Existe-t-il un moyen de concilier le Dieu des prophètes, souvent présenté comme un Dieu juste et vengeur, et le Père de Jésus-Christ dont les textes néo-testamentaires ne cessent de rappeler la bonté et la miséricorde ? Cette question taraudait nombre de chrétiens au deuxième siècle. Marcion pensait que non : un arbre bon ne peut donner que de bons fruits, un arbre mauvais en produit nécessairement de mauvais. Valentin, figure de proue de la gnose (de gnosis qui veut dire connaissance en grec) hérétique chrétienne, partageait cette opinion. Celui-ci va élaborer une théologie émanatiste, foncièrement dualiste, qui se caractérise notamment par son rejet de la création et de son créateur, tous deux considérés comme mauvais. Elle se caractérise encore par une doctrine du salut élitiste dans laquelle ne sont sauvés que ceux qui disposent de la connaissance, à savoir les gnostiques, qui dès l’origine appartiennent au monde spirituel. Certains de ces gnostiques se référaient à Seth comme en témoignent les papyrus découverts en 1945 à Nag Hammadi.

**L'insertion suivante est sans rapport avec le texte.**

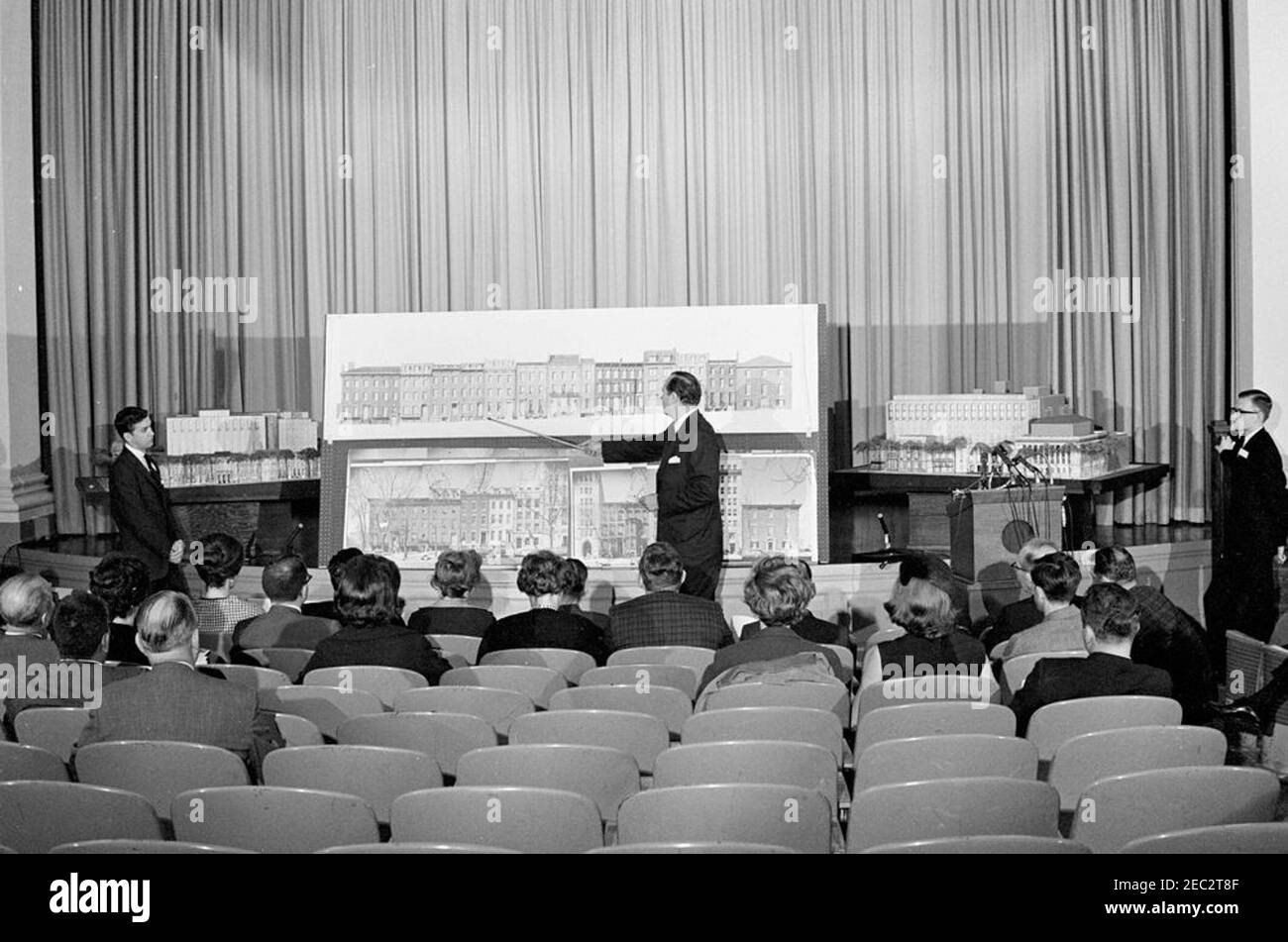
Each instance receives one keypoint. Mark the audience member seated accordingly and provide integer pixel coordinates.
(1024, 614)
(26, 607)
(372, 628)
(932, 641)
(219, 610)
(334, 568)
(78, 629)
(1055, 583)
(456, 573)
(123, 581)
(1111, 623)
(544, 626)
(662, 615)
(780, 592)
(1168, 639)
(172, 701)
(809, 627)
(572, 583)
(286, 584)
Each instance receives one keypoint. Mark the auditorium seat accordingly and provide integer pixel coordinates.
(273, 820)
(782, 815)
(537, 683)
(952, 808)
(643, 676)
(21, 762)
(670, 705)
(376, 775)
(54, 728)
(931, 718)
(957, 756)
(639, 734)
(571, 665)
(1116, 811)
(385, 682)
(1094, 756)
(159, 771)
(498, 708)
(604, 775)
(442, 736)
(37, 816)
(520, 818)
(1057, 722)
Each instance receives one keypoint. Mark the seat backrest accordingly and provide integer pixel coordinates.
(159, 771)
(273, 820)
(53, 728)
(605, 777)
(638, 734)
(782, 723)
(520, 818)
(781, 815)
(537, 683)
(670, 705)
(1094, 756)
(643, 676)
(21, 762)
(571, 665)
(1119, 809)
(375, 774)
(932, 718)
(1057, 722)
(326, 706)
(496, 706)
(756, 762)
(952, 808)
(956, 756)
(385, 682)
(37, 816)
(442, 736)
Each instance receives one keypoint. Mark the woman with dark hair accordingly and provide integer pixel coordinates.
(121, 580)
(544, 626)
(372, 628)
(456, 573)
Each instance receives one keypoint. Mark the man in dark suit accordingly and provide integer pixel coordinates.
(1109, 626)
(172, 701)
(662, 615)
(141, 506)
(286, 583)
(688, 482)
(1243, 590)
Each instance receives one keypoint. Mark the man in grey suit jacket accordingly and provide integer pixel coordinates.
(286, 583)
(172, 701)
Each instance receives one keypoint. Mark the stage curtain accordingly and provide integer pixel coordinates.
(914, 164)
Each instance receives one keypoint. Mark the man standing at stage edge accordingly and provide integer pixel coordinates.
(688, 482)
(1241, 596)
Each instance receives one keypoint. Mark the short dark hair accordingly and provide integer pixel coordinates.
(220, 559)
(1115, 564)
(1111, 613)
(121, 580)
(661, 567)
(129, 417)
(456, 572)
(1260, 399)
(78, 626)
(284, 579)
(539, 575)
(686, 386)
(366, 596)
(1057, 576)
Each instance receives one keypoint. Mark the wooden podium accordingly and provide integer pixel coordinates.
(987, 528)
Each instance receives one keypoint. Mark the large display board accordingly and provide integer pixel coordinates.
(421, 448)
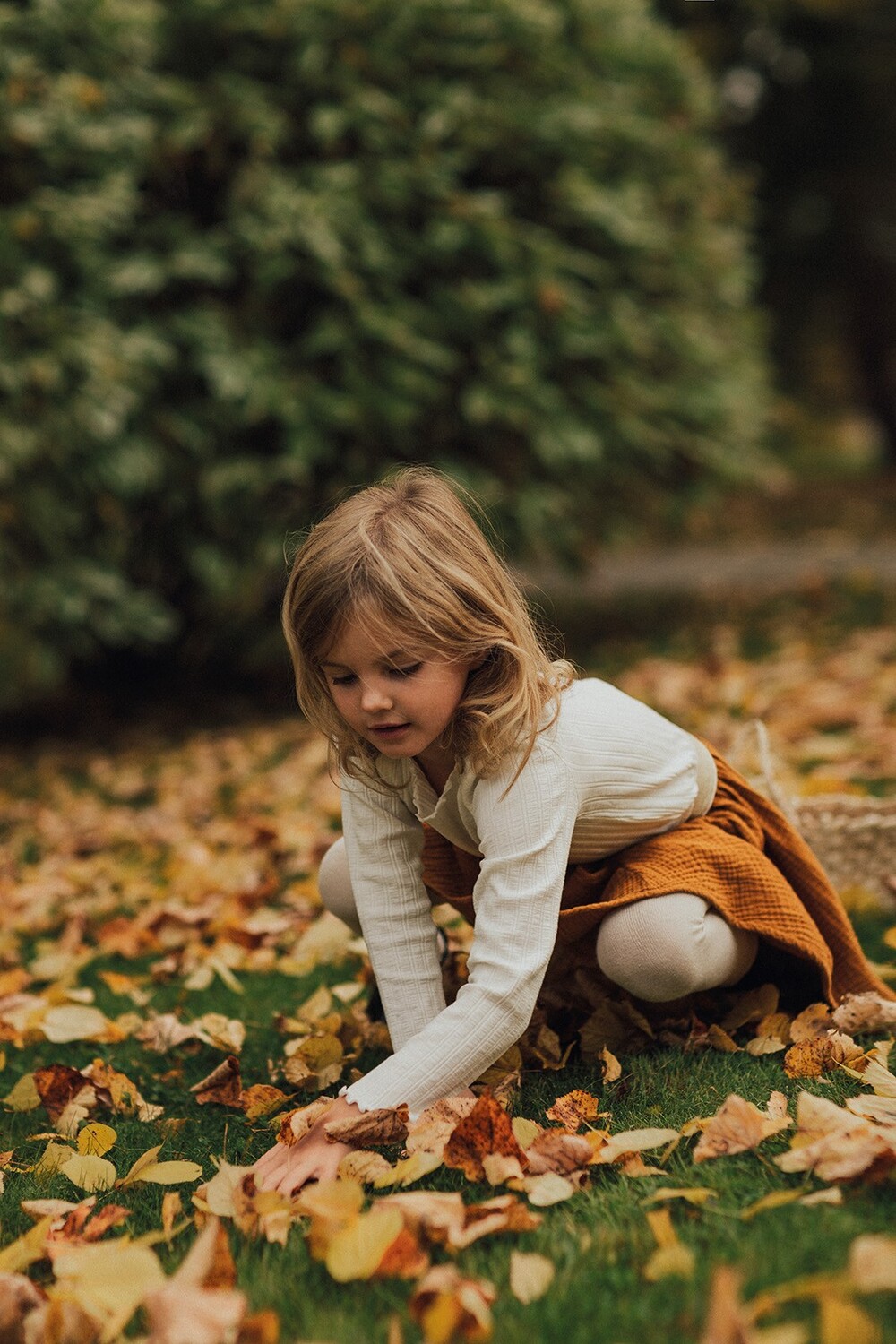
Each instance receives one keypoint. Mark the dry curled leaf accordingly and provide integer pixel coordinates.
(573, 1109)
(378, 1128)
(449, 1306)
(530, 1276)
(866, 1012)
(223, 1085)
(817, 1055)
(737, 1126)
(487, 1129)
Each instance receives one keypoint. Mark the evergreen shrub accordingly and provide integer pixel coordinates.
(254, 252)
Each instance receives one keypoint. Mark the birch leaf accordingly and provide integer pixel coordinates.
(530, 1276)
(89, 1172)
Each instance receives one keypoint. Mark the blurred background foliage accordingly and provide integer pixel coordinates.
(255, 252)
(806, 107)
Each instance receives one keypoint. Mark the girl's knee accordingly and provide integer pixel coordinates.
(335, 884)
(664, 948)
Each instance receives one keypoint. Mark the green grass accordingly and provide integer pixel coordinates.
(599, 1239)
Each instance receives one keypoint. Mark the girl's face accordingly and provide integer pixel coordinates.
(395, 694)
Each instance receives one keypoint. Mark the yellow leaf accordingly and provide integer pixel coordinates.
(669, 1261)
(168, 1174)
(144, 1160)
(109, 1279)
(53, 1159)
(27, 1249)
(24, 1096)
(89, 1172)
(73, 1021)
(530, 1276)
(357, 1250)
(872, 1262)
(524, 1131)
(94, 1140)
(842, 1322)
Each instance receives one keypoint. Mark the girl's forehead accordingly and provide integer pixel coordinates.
(366, 636)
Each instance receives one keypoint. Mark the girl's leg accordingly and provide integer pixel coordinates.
(335, 886)
(664, 948)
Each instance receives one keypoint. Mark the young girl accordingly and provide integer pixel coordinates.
(575, 825)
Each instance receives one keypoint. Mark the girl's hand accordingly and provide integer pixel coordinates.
(288, 1167)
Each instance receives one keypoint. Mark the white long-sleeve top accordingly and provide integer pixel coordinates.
(608, 771)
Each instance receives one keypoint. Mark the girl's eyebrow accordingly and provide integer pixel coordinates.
(387, 658)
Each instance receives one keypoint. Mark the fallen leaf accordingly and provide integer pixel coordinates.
(487, 1129)
(357, 1250)
(840, 1322)
(363, 1167)
(433, 1128)
(109, 1281)
(573, 1109)
(633, 1142)
(864, 1012)
(96, 1139)
(818, 1055)
(89, 1172)
(812, 1021)
(449, 1306)
(737, 1128)
(261, 1099)
(546, 1190)
(670, 1258)
(530, 1276)
(378, 1128)
(872, 1262)
(223, 1085)
(697, 1195)
(834, 1144)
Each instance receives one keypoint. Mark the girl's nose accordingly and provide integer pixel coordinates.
(375, 696)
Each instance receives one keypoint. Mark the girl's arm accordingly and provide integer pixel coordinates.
(312, 1159)
(384, 849)
(524, 836)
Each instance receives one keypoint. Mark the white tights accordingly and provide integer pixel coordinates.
(659, 949)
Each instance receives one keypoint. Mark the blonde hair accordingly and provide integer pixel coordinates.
(406, 556)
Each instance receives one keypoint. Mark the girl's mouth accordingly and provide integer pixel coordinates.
(389, 730)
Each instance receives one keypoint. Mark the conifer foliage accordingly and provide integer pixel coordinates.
(253, 252)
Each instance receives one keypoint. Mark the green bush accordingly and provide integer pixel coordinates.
(253, 252)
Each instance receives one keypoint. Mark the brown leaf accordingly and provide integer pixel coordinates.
(812, 1021)
(836, 1144)
(261, 1099)
(487, 1129)
(433, 1128)
(727, 1319)
(817, 1055)
(449, 1306)
(374, 1128)
(557, 1150)
(866, 1012)
(737, 1126)
(616, 1027)
(223, 1085)
(56, 1085)
(573, 1109)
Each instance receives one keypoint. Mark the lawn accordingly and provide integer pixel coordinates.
(159, 916)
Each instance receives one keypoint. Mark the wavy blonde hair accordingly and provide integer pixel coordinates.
(405, 556)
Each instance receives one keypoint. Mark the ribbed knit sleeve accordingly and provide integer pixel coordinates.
(384, 844)
(524, 838)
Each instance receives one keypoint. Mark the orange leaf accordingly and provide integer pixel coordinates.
(487, 1129)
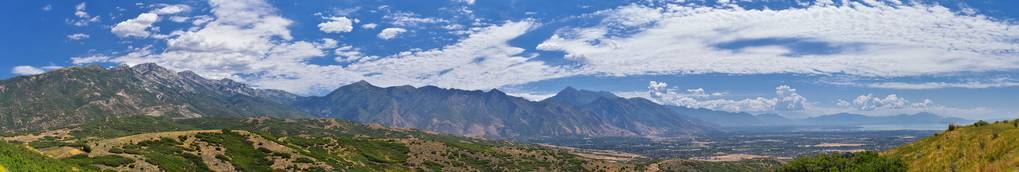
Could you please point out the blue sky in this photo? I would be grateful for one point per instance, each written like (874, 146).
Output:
(795, 58)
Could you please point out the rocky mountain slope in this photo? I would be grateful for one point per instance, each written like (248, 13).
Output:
(493, 114)
(77, 95)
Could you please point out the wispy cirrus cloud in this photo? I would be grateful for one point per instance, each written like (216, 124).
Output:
(786, 99)
(868, 39)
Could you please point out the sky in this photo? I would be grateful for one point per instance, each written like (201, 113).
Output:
(795, 58)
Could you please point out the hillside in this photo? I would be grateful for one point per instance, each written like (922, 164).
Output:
(981, 147)
(78, 95)
(265, 144)
(493, 114)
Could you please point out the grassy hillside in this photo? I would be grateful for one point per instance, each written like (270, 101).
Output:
(15, 157)
(146, 144)
(981, 147)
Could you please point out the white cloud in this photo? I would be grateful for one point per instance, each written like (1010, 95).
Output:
(137, 26)
(390, 33)
(881, 40)
(987, 83)
(634, 15)
(179, 18)
(246, 41)
(411, 19)
(369, 25)
(171, 9)
(870, 103)
(27, 70)
(482, 60)
(786, 100)
(90, 59)
(77, 36)
(531, 96)
(336, 24)
(84, 18)
(469, 2)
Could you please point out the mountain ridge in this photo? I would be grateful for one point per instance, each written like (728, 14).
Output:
(494, 114)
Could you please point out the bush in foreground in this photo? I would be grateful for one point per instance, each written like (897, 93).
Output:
(865, 161)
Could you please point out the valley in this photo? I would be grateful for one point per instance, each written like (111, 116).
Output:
(149, 118)
(728, 147)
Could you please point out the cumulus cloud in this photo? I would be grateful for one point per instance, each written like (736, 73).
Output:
(137, 26)
(90, 59)
(77, 36)
(980, 83)
(336, 24)
(84, 18)
(786, 100)
(482, 60)
(246, 41)
(27, 70)
(390, 33)
(411, 19)
(868, 40)
(369, 25)
(171, 9)
(871, 103)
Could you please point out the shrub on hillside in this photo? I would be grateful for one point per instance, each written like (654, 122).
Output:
(981, 123)
(865, 161)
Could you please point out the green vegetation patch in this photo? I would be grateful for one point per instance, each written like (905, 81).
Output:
(165, 154)
(108, 160)
(19, 158)
(863, 162)
(127, 126)
(239, 151)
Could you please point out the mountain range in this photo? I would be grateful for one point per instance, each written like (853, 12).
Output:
(77, 95)
(493, 114)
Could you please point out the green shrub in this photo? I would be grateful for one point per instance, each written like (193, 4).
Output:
(981, 123)
(866, 161)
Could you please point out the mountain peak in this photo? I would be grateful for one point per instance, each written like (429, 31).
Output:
(579, 97)
(362, 83)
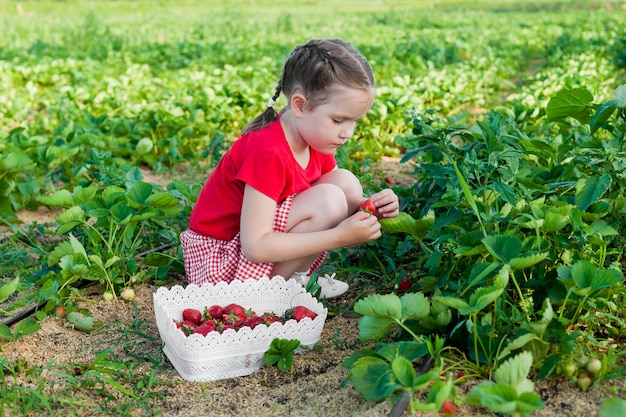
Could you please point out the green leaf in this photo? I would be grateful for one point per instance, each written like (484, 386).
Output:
(620, 96)
(505, 191)
(423, 225)
(5, 332)
(481, 298)
(612, 407)
(570, 103)
(25, 327)
(403, 371)
(80, 321)
(590, 189)
(411, 350)
(373, 379)
(452, 302)
(139, 194)
(514, 372)
(603, 114)
(587, 275)
(503, 248)
(528, 260)
(375, 328)
(121, 213)
(403, 223)
(280, 353)
(84, 194)
(60, 198)
(74, 214)
(377, 305)
(415, 306)
(77, 247)
(8, 289)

La Confrérie de Seth que combattent les héros du roman de M.-H. Congourdeau est un avatar de ces mouvements gnostiques du deuxième siècle. C’est une secte qui cherche à attiser la haine entre les peuples et entre les croyants des différentes religions,en jouant notamment sur l’antisémitisme, afin qu’après un ultime chaos, advienne enfin le grand jour de Seth, apocalypse où les gnostiques rejoindront définitivement la lumière divine.
Telle est la trame à partir de laquelle la romancière raconte l’itinéraire spirituel de Jonathan Lieberman et de Benoît Maussane. L’un marié et père de famille, professeur de philosophie, juif agnostique, l’autre tout jeune homme, chrétien converti, cherchant à se réconcilier avec son passé.
Les relations familiales de Jonathan sont marquées par le conflit israélo-palestinien. L’un de ses fils, Nathaniel, a rejoint les ultra-orthodoxes en Israël ; sa fille, Abigail, veut épouser un arabe chrétien irakien. Les uns et les autres ont du mal à s’écouter, à compatir, prisonniers de leurs certitudes ou de leurs doutes. L’enlèvement de Jonathan permettra à chacun de rédécouvrir le dialogue, la complexité du réel et la richesse d’autrui : une manière d’être un peu plus fidèle à soi-même.